In de weken voorafgaand aan het voorstel ben ik misselijk. Hét telefoontje brengt me in een euforie en manie die alleen maar te vergelijken zijn met mijn gesteldheid na de geboorte van Jens. Van de adoptieprocedure moet ik langer herstellen dan van een keizersnee. Ik herken haar huiltjes al gauw uit vele. Ben verliefd op haar als op Jens en vind haar met afstand het allermooiste, allerliefste, allergrappigste en allerleukste kind van de hele wereld.
Almaz is zo ‘eigen’ als ‘eigen’ maar kan zijn. Eigenlijk is ze dat vanaf het allereerste begin geweest. Voor haar was het anders. Ze was al door zoveel handen verzorgd en op zoveel schouders getroost, dat wij eerst maar eens moesten bewijzen dat we blijvers waren. Ze liet ons al gauw haar genegenheid blijken en bloeide sneller op dan we voor mogelijk hadden gehouden. Maar het echte overgeven, het volledig op ons vertrouwen, ook onbewust, dat duurde langer.
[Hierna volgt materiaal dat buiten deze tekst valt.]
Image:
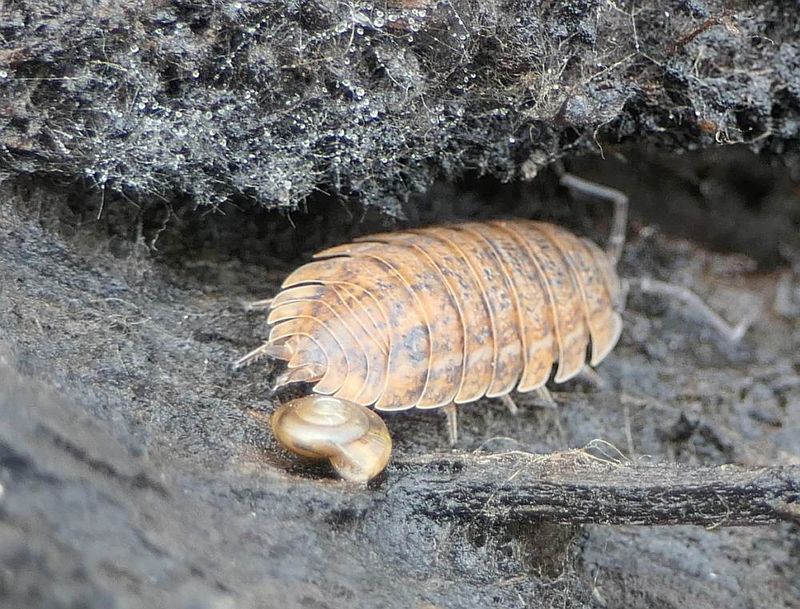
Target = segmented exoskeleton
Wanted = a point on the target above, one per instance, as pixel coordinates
(439, 316)
(434, 316)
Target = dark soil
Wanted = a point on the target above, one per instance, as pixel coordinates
(271, 101)
(136, 472)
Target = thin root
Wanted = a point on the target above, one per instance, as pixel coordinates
(257, 305)
(265, 350)
(685, 295)
(616, 239)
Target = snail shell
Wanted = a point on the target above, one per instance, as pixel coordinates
(351, 436)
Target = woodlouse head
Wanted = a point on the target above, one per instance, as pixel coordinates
(351, 436)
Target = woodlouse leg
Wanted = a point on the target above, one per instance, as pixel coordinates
(685, 295)
(509, 403)
(265, 350)
(257, 305)
(616, 239)
(310, 374)
(452, 423)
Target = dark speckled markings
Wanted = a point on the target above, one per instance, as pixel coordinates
(443, 315)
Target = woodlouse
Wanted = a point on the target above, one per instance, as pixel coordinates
(445, 315)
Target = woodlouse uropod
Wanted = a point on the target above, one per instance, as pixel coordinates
(444, 315)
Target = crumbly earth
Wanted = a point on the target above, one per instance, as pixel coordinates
(136, 469)
(273, 101)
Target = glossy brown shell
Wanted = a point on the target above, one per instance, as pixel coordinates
(449, 314)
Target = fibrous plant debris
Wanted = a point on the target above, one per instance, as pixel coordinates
(274, 101)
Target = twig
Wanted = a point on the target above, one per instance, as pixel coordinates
(575, 487)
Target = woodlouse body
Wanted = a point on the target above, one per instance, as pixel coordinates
(442, 315)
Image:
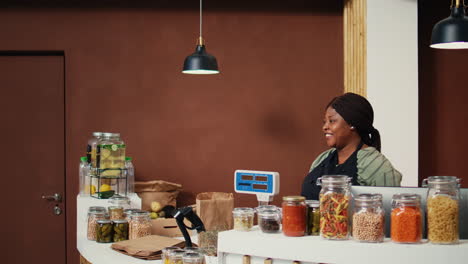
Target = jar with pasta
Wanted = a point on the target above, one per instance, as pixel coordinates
(243, 218)
(166, 252)
(140, 225)
(442, 209)
(406, 218)
(95, 213)
(335, 197)
(368, 218)
(294, 216)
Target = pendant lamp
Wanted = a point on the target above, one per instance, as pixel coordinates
(452, 32)
(200, 62)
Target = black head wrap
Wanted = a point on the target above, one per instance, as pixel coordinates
(358, 112)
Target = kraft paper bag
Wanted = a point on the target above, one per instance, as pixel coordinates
(215, 211)
(160, 191)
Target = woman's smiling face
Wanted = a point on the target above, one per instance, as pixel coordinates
(337, 132)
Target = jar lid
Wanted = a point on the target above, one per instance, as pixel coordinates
(313, 203)
(96, 209)
(120, 221)
(243, 210)
(103, 221)
(293, 198)
(97, 134)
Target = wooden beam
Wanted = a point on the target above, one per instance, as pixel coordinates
(355, 46)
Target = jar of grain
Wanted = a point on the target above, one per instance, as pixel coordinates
(140, 225)
(243, 218)
(94, 213)
(442, 209)
(368, 218)
(406, 218)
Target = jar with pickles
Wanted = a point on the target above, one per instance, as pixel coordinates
(313, 218)
(95, 213)
(120, 230)
(335, 197)
(243, 218)
(104, 231)
(294, 216)
(110, 155)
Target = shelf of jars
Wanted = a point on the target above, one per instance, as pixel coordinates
(233, 245)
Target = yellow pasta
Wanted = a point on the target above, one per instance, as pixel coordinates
(442, 219)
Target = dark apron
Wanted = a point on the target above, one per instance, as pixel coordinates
(329, 166)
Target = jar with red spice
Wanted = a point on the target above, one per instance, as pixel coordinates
(335, 197)
(406, 218)
(294, 216)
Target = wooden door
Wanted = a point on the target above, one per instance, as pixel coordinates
(33, 158)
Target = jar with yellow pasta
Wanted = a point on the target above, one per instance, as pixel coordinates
(442, 209)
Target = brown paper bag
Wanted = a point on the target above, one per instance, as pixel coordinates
(215, 211)
(148, 247)
(161, 191)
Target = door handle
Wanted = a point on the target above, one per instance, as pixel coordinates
(56, 197)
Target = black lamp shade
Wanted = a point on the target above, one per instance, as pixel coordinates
(200, 62)
(452, 32)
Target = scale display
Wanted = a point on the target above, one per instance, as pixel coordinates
(256, 182)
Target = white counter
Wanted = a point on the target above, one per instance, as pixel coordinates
(232, 245)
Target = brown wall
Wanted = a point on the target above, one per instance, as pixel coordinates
(442, 100)
(279, 68)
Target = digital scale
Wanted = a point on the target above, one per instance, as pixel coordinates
(264, 184)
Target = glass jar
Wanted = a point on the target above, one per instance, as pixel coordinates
(110, 155)
(176, 255)
(104, 231)
(94, 213)
(406, 218)
(313, 218)
(294, 215)
(368, 218)
(120, 230)
(269, 220)
(166, 252)
(243, 218)
(115, 212)
(442, 209)
(193, 258)
(335, 197)
(91, 148)
(140, 225)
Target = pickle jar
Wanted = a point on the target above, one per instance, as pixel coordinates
(269, 220)
(294, 216)
(193, 258)
(175, 257)
(406, 218)
(442, 207)
(104, 231)
(166, 252)
(243, 218)
(115, 212)
(335, 198)
(94, 213)
(368, 218)
(120, 230)
(140, 225)
(313, 218)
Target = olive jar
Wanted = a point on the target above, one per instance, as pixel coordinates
(104, 231)
(368, 218)
(442, 207)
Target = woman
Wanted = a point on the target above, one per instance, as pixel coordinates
(355, 147)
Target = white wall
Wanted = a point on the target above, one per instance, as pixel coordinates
(392, 80)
Hechting is een proces van jaren en je weet niet wanneer het is voltooid. Of het ooit voltooien zal. Dat maakt je als adoptie-ouder onzeker. Je zoekt naar herkenningspunten, kijkt terug en stelt tevreden vast wat voor enorme stappen je kind heeft gemaakt. Maar schrikt ook van een terugval, die je vaak pas achteraf kunt plaatsen.
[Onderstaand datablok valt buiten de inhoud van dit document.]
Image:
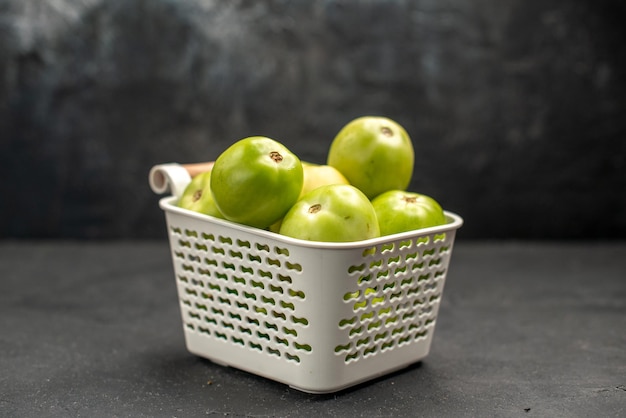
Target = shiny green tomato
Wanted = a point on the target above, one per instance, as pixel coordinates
(198, 198)
(255, 181)
(332, 213)
(374, 153)
(401, 211)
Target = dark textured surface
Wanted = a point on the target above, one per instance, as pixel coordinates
(515, 108)
(528, 330)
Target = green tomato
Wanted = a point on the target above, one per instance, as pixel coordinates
(332, 213)
(374, 153)
(255, 181)
(401, 211)
(198, 198)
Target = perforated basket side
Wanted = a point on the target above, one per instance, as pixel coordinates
(316, 318)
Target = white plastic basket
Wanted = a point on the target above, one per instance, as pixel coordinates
(319, 317)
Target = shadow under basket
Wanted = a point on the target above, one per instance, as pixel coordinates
(319, 317)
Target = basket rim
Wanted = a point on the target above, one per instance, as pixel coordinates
(454, 222)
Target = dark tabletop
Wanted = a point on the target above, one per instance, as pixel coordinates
(524, 329)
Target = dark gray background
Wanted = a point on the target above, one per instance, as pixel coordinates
(516, 108)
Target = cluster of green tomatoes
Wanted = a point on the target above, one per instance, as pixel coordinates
(360, 193)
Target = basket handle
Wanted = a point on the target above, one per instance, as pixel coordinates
(175, 177)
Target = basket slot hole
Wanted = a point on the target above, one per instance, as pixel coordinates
(287, 305)
(281, 251)
(376, 263)
(273, 351)
(269, 325)
(283, 278)
(282, 341)
(384, 312)
(405, 244)
(292, 357)
(340, 348)
(387, 247)
(225, 240)
(391, 320)
(440, 237)
(356, 331)
(351, 357)
(352, 295)
(423, 277)
(256, 284)
(279, 315)
(293, 266)
(428, 252)
(422, 241)
(236, 254)
(417, 266)
(272, 262)
(244, 244)
(359, 268)
(413, 291)
(359, 305)
(265, 274)
(347, 322)
(290, 331)
(369, 351)
(365, 279)
(389, 286)
(374, 325)
(363, 341)
(245, 269)
(260, 309)
(381, 336)
(303, 347)
(382, 274)
(269, 301)
(263, 247)
(400, 270)
(369, 251)
(276, 289)
(297, 320)
(434, 262)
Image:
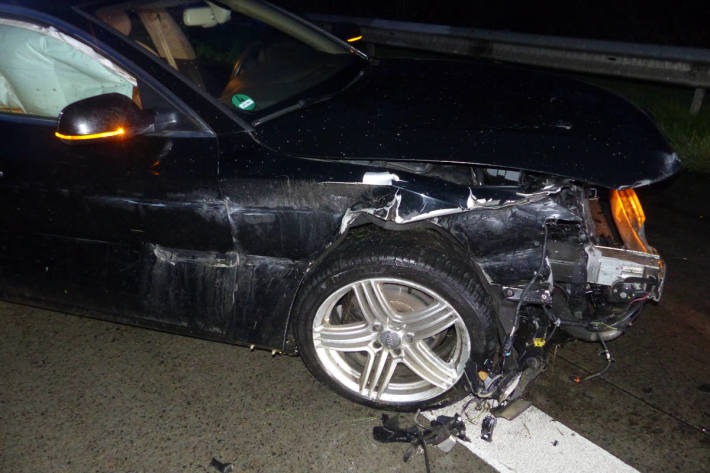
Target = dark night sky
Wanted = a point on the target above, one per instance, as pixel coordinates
(683, 23)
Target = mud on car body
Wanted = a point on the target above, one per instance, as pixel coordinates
(413, 229)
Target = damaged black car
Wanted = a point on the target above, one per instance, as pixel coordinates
(414, 230)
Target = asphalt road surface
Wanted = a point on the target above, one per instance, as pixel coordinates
(79, 395)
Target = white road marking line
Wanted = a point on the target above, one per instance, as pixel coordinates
(527, 445)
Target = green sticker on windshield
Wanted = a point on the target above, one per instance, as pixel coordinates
(243, 102)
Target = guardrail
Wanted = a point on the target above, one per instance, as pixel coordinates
(657, 63)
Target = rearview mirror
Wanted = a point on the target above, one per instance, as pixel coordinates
(103, 117)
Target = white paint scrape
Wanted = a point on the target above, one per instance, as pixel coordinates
(534, 443)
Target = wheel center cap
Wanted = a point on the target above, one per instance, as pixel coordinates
(390, 340)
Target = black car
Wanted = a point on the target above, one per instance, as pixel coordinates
(413, 229)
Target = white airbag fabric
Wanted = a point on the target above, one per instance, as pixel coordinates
(42, 70)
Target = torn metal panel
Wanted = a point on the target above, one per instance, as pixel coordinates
(611, 266)
(193, 289)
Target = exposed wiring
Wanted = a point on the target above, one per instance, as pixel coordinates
(609, 359)
(508, 345)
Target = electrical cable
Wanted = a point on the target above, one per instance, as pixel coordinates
(609, 360)
(508, 345)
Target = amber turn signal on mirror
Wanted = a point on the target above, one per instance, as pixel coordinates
(103, 117)
(629, 218)
(92, 136)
‘Mijn mama!’ roept Almaz nog wel twintig keer. Ons meisje, dat al zo lang op haar eigen kamertje slaapt en zelfs durft te logeren, dat verlegen achter me wegkruipt als iets nieuw en onbekend is, dat nu volkomen op ons en meer en meer op zichzelf vertrouwt – vindt ons net zo‘eigen’ als ‘eigen’ maar kan zijn. Ik luister nog even naar de muziek van haar prachtige woorden en til haar dan van de trampoline af. We gaan naar huis.